What it is
ClangIR is a new high-level Intermediate Representation (IR) for the Clang C compiler, originally incubated at Meta. It sits between the Clang AST and LLVM IR to enable better optimizations and static analysis.
When I started looking at it, ClangIR was in its early incubation phase and the CUDA section was completely unimplemented. I implemented the CUDA backend to lower from the Clang AST to ClangIR and from ClangIR to LLVM IR.
What I did
I implemented the lowering logic required to translate ClangIR constructs into something the NVPTX (NVIDIA) backend could understand. The core work involved:
- Host vs. Device Split: Writing the logic to correctly identify and separate host code (CPU) from device code (GPU) during the lowering phase.

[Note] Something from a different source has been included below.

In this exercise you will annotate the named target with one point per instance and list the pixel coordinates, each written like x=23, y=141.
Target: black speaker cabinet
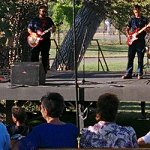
x=27, y=73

- Variable Handling: Mapping global and local variables to their correct CUDA address spaces.
- Texture Support: Implementing support for CUDA-specific surface and texture types.
Notes / results
The goal wasn't just to write code, but to get it merged upstream.
- Validation: I used the PolyBench benchmark suite to test completeness.
- Upstreaming: All code was reviewed by the core ClangIR maintainers (including the project creator) and merged into the main incubator repository.
- Status: The groundwork is now in place for others to build more complex CUDA optimizations on top of ClangIR.